Es el adulto ciego, insensible y antipático con las necesidades del niño quien debería revisar sus exigencias. Y el entorno que valida dicho comportamiento, que refuerza el castigo a la conducta natural y que impide que el ser humano se desarrolle en armonía con sus propias necesidades.
La psicopatología siempre requiere vivencia subjetiva de sufrimiento excepto en un tipo de diagnóstico; hay un grupo de problemas, que solemos clasificar como “antisociales” que no suelen generar sufrimiento propio. Pero sí en el otro. ¿No será esta hiperexigencia con la infancia una versión de este problema? Pienso en colegios, en aulas con profesores malhumorados, enfadados porque niños de 8 años no cumplen esas normas, deberes y demás exigencias que tienen las aulas de este ¿siglo XXI? Pienso en esos adultos sintiéndose retados por niños pequeños, que aunque parezcan personas adultas, evidentemente aún no lo son. ¿Quién tiene el problema? ¿Quién está siendo “disfuncional” cuando mira a un niño pequeño gritando o moviéndose y le llama trastornado?

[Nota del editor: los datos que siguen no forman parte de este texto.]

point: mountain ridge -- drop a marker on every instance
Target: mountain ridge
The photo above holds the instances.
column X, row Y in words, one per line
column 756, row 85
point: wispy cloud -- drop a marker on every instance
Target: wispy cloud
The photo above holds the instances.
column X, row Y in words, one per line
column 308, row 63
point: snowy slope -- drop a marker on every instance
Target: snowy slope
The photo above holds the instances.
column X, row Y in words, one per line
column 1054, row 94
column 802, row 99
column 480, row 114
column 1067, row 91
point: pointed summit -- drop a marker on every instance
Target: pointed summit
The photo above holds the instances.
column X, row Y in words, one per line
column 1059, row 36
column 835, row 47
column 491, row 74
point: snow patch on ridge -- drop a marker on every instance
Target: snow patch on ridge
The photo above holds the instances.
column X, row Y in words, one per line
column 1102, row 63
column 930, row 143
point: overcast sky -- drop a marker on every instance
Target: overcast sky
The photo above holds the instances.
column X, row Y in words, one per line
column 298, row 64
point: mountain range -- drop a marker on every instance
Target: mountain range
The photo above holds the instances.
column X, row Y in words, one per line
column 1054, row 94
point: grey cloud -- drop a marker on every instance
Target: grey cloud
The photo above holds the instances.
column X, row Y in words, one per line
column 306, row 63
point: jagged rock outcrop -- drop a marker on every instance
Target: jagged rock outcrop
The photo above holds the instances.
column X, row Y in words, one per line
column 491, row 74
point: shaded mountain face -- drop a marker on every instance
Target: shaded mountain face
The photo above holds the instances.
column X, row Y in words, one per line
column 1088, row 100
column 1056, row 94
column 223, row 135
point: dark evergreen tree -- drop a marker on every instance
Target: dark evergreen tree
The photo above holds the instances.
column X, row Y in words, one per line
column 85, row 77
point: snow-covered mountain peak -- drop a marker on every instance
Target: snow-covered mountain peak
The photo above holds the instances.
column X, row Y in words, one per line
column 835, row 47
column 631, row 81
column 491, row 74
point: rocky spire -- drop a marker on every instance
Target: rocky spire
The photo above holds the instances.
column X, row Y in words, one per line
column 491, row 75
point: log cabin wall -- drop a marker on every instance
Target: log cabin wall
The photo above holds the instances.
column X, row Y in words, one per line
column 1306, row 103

La psicología, y con ella el estudio de la psicopatología es un campo aún en desarrollo. Como los niños, aún somos ciencia joven y por madurar. Sabemos que el diagnóstico y etiquetaje, y máxime en salud mental, es algo tan variable como la época y entorno en el que uno vive. Es por ello que reflexionar y generar crítica con los sistemas diagnósticos debería seguir siendo una necesidad tan imperiosa como su propia creación.